L’ingénieur/technicien doit s’adapter à l’évolution constante des technologies de simulation en réalisant une veille pour rester informé des nouveautés. En effet, les simulateurs se modernisent perpétuellement avec l’évolution des technologies. Le technicien doit pouvoir proposer des situations toujours plus réalistes et plus immersives en intégrant ces nouveautés. En maîtrisant l’évolution du matériel, il peut aider à opérer les choix stratégiques d’achats de celui-ci.

Il doit également s’organiser face aux nouvelles méthodes d’enseignement en simulation comme le distanciel, ou les nouveaux modes d’évaluation comme les examens cliniques objectifs et structurés (Ecos), par exemple.

Le métier d'ingénieur de simulation en santé est en pleine expansion en parallèle de l’évolution de la simulation en santé, à laquelle il est fait de plus en plus appel en formation initiale et continue.

Enfin, l’un de nos enjeux est de favoriser l’entraide et le partage entre les différents centres de simulation en santé, afin de maintenir l’intelligence collective des ingénieurs en simulation et des passionnés de notre métier. C’est ainsi qu’en mai 2023 a eu lieu la 6e Rencontre des techniciens francophones de simulation en santé, juste avant le congrès de la SoFraSimS, à Nice.

Quelles sont vos perspectives d'évolution dans ce métier ?

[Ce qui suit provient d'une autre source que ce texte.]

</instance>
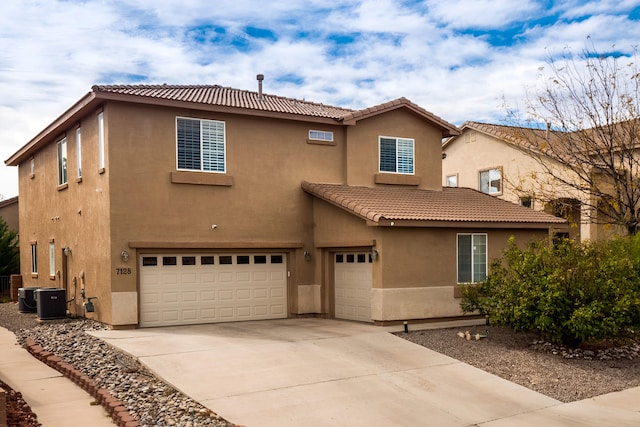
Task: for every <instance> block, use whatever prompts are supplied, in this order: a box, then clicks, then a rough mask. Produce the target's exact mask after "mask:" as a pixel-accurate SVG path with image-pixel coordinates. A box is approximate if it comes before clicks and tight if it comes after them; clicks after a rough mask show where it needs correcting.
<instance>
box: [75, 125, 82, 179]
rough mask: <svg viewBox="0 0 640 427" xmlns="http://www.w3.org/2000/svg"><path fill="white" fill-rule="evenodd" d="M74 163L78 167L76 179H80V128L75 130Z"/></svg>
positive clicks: (80, 155)
mask: <svg viewBox="0 0 640 427" xmlns="http://www.w3.org/2000/svg"><path fill="white" fill-rule="evenodd" d="M76 163H77V166H78V168H77V171H78V178H82V133H81V132H80V128H77V129H76Z"/></svg>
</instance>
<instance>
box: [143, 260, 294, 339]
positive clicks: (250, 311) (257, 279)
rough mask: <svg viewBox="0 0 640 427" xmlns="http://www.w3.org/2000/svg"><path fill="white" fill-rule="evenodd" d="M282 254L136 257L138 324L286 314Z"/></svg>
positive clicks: (284, 263) (145, 324) (219, 321)
mask: <svg viewBox="0 0 640 427" xmlns="http://www.w3.org/2000/svg"><path fill="white" fill-rule="evenodd" d="M286 290H287V270H286V263H285V256H284V254H224V255H219V254H214V255H211V254H188V255H182V254H180V255H176V254H166V255H165V254H160V255H155V254H154V255H143V256H141V257H140V326H145V327H147V326H170V325H188V324H198V323H216V322H233V321H240V320H257V319H278V318H285V317H287V298H286V295H287V292H286Z"/></svg>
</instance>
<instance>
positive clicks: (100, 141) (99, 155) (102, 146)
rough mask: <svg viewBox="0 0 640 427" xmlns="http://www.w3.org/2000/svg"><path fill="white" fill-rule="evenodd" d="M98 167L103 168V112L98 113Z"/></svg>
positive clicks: (103, 148) (103, 162)
mask: <svg viewBox="0 0 640 427" xmlns="http://www.w3.org/2000/svg"><path fill="white" fill-rule="evenodd" d="M98 168H99V169H100V170H102V169H104V113H100V114H98Z"/></svg>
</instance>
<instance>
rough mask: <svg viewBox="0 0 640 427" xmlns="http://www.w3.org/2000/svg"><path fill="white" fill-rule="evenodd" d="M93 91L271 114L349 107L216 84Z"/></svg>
mask: <svg viewBox="0 0 640 427" xmlns="http://www.w3.org/2000/svg"><path fill="white" fill-rule="evenodd" d="M92 89H93V91H94V92H95V93H96V94H118V95H128V96H133V97H142V98H153V99H158V100H168V101H181V102H189V103H197V104H208V105H218V106H223V107H235V108H244V109H250V110H259V111H268V112H275V113H287V114H296V115H302V116H313V117H322V118H330V119H335V120H342V117H343V116H344V115H346V114H349V113H351V112H352V111H353V110H350V109H347V108H340V107H332V106H330V105H324V104H318V103H314V102H307V101H304V100H302V101H301V100H298V99H294V98H285V97H282V96H275V95H268V94H265V93H263V94H262V95H260V94H259V93H258V92H251V91H247V90H240V89H233V88H229V87H222V86H218V85H209V86H207V85H186V86H185V85H166V84H165V85H111V86H93V88H92Z"/></svg>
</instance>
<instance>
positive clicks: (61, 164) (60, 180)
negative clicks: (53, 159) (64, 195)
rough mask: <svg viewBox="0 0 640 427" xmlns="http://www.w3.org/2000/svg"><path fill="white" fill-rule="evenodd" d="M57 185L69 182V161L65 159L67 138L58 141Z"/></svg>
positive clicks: (66, 154) (59, 184) (63, 138)
mask: <svg viewBox="0 0 640 427" xmlns="http://www.w3.org/2000/svg"><path fill="white" fill-rule="evenodd" d="M57 149H58V185H64V184H66V183H67V182H69V168H68V165H69V159H68V157H67V138H62V139H61V140H60V141H58V144H57Z"/></svg>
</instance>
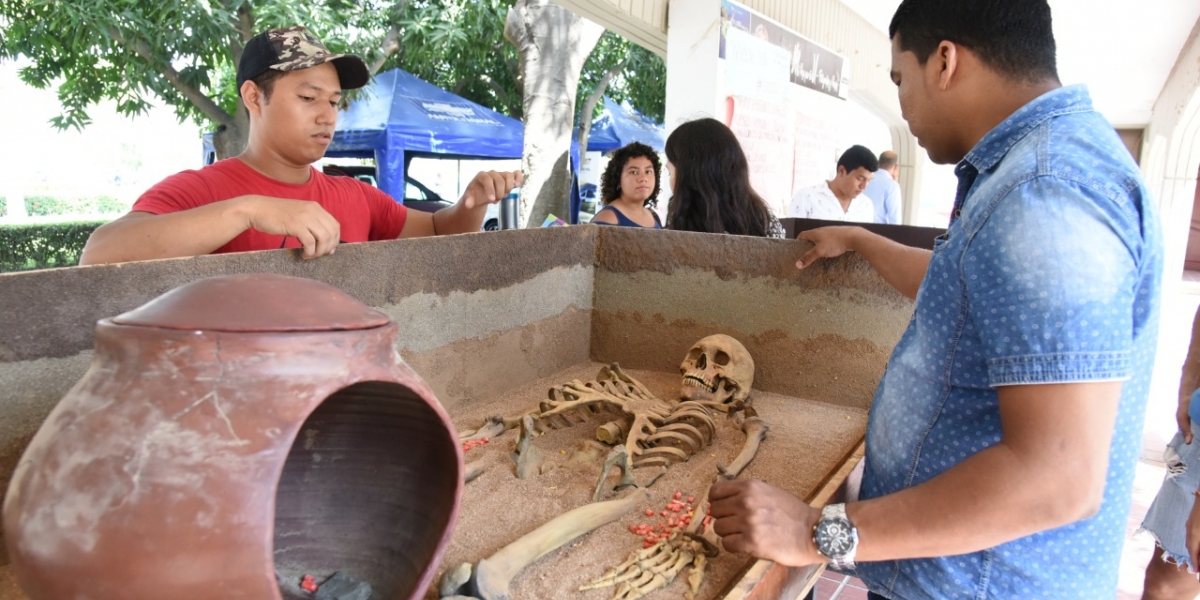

Ce nouveau métier, inscrit dans la fonction publique hospitalière, peut nous permettre différentes évolutions, que ce soit dans le domaine de la formation en développant davantage nos compétences en matière d’accompagnement des formateurs, ou dans celui de la technique : en maîtrisant de nouvelles compétences en programmation par exemple, ou en matière de nouvelles technologies pour la santé (notamment la réalité virtuelle ou augmentée).

Le mot de la fin ?

Le métier d'ingénieur de simulation en santé est un métier à part entière qui est en pleine expansion. Il est à la fois technique, pragmatique et relationnel. Les ingénieurs de simulation en santé sont des professionnels indispensables au succès et à la qualité des séances de simulation pour la formation des futurs professionnels de santé, afin de contribuer in fine à l'amélioration de la qualité et de la sécurité des soins dévolues au patient. C’est une préoccupation de chaque instant.